Shamokin Area High School is a small, rural/suburban, public high school operated by Shamokin Area School District. It is the sole high school operated by the district. The building is labeled Shamokin Area Middle–High School.

Facilities
The middle/high school building houses grades 7 through 12. The building was constructed in 1973–1975. The multi-floor building houses a 1280-seat auditorium, a 3000-seat gymnasium, and a regulation pool with spectator seating. This building was renovated in 1995–1996 to provide additional classroom space to accommodate grades 7 and 8. The building's HVAC system was renovated in this project, and modifications were made to meet American Disabilities Act (ADA) regulations.

Extracurriculars
Shamokin Area High School offers a variety of clubs, activities and an extensive sports program. The Shamokin Area School District is a member of the Pennsylvania Heartland Athletic Conference. The Pennsylvania Heartland Athletic Conference is a voluntary association of 25 PIAA High Schools within the central Pennsylvania region.
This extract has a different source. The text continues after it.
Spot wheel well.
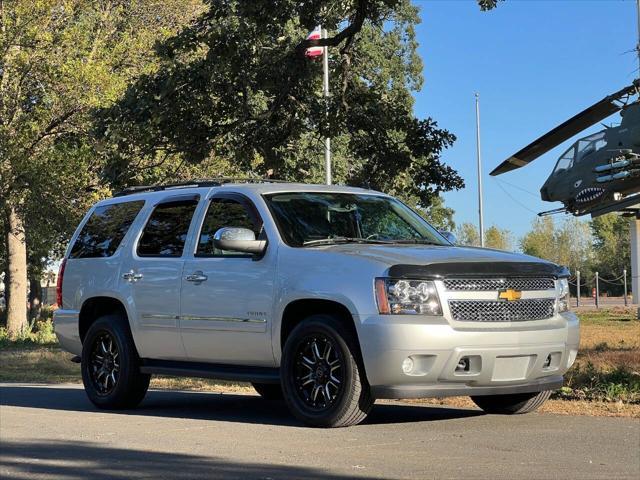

Shamokin Area High School has a student-run television program. SATV covers school events and sports broadcasting via the internet and a local cable television network. The school also operates a chapter of the National Honor Society.

Shamokin Area High School is also a member of FBLA, Future Business Leaders of America.  They currently hold second place for the Largest Percentage Increase in Local Chapter Membership.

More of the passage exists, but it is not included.